On the Shabbat that falls during Passover, something magical happens at Temple Sholom. Grandchildren invite their grandparents to join them for the congregation’s Friday evening service. Grandparents’ Shabbat, a program of the congregation’s Jewish Family Matters project, draws a packed house every year.
The service follows the Friday night liturgy, with enthusiastic singing, especially of prayers that praise elders. (Psalm 92 states, “even in old age they bring forth fruit.”) Then the magic begins. Grandparents are invited to bless their grandchildren (and the middle generation). In each pew, small family groups reach out toward each other and are guided in the traditional blessings by the rabbi—and are encouraged to add their own blessings of thanksgiving. In return, the grandchildren distribute flowers to their grandparents, and return the blessing to them. Elders who do not have local grandchildren serve as surrogates for children who do not have local grandparents. There’s rarely a dry eye in the house.

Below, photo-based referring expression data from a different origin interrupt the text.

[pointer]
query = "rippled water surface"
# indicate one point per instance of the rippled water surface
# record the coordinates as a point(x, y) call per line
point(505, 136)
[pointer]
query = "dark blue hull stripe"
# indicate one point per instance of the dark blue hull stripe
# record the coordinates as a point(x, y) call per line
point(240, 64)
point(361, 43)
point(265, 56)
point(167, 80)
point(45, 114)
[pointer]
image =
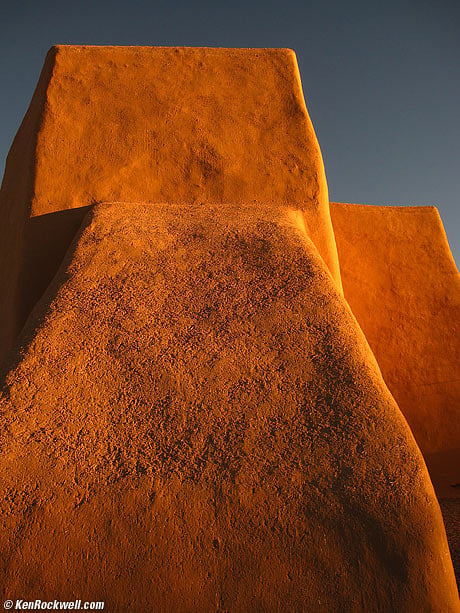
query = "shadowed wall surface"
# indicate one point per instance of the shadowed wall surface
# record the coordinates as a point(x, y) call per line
point(183, 125)
point(160, 427)
point(402, 284)
point(191, 407)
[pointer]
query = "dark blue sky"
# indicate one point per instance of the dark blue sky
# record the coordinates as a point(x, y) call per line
point(381, 79)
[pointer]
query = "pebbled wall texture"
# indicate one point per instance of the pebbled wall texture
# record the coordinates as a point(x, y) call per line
point(191, 416)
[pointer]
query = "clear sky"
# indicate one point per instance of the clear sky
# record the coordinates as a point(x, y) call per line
point(381, 79)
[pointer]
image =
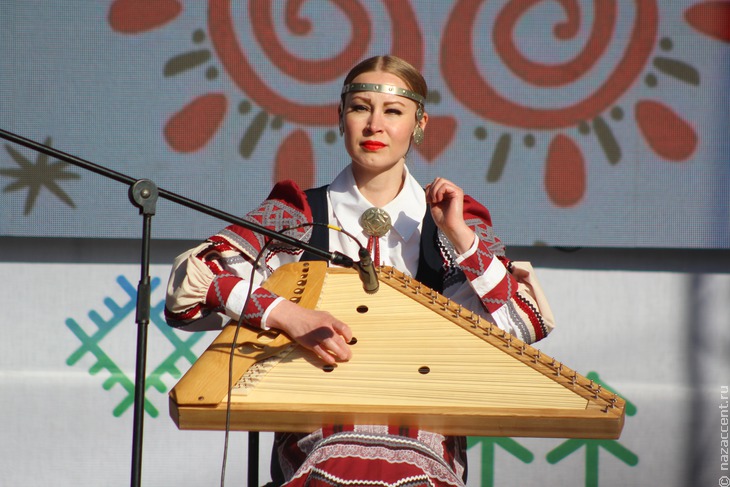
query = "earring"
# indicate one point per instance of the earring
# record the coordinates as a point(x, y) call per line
point(418, 135)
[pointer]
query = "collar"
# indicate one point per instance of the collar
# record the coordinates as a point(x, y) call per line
point(406, 210)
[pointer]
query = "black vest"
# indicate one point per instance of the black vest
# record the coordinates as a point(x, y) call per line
point(430, 264)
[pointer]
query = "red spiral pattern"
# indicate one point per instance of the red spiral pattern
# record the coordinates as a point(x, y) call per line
point(471, 87)
point(407, 42)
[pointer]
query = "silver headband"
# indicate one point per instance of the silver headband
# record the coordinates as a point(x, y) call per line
point(388, 89)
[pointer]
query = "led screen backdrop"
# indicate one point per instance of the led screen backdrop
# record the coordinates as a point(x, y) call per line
point(577, 123)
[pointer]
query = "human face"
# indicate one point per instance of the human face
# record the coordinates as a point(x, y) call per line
point(378, 126)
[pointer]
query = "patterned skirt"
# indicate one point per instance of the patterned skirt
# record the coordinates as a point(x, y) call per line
point(368, 456)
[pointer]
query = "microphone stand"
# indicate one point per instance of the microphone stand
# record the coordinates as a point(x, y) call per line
point(144, 194)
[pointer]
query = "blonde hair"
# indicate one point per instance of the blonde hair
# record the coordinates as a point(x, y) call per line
point(394, 65)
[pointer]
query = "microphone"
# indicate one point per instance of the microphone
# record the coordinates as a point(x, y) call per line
point(366, 270)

All too often, grandparents and grandchildren do not have opportunity to bask in each other’s love. Geographic and emotional separations challenge the natural affinity of the two generations. So the synagogue has replaced holiday religious-school assemblies with trips to senior centers on Purim to deliver Shalach Manot and on Passover to conduct model seders for the residents. While grandparents’ Shabbat is a single event, it is anchored in the ongoing education of the congregation.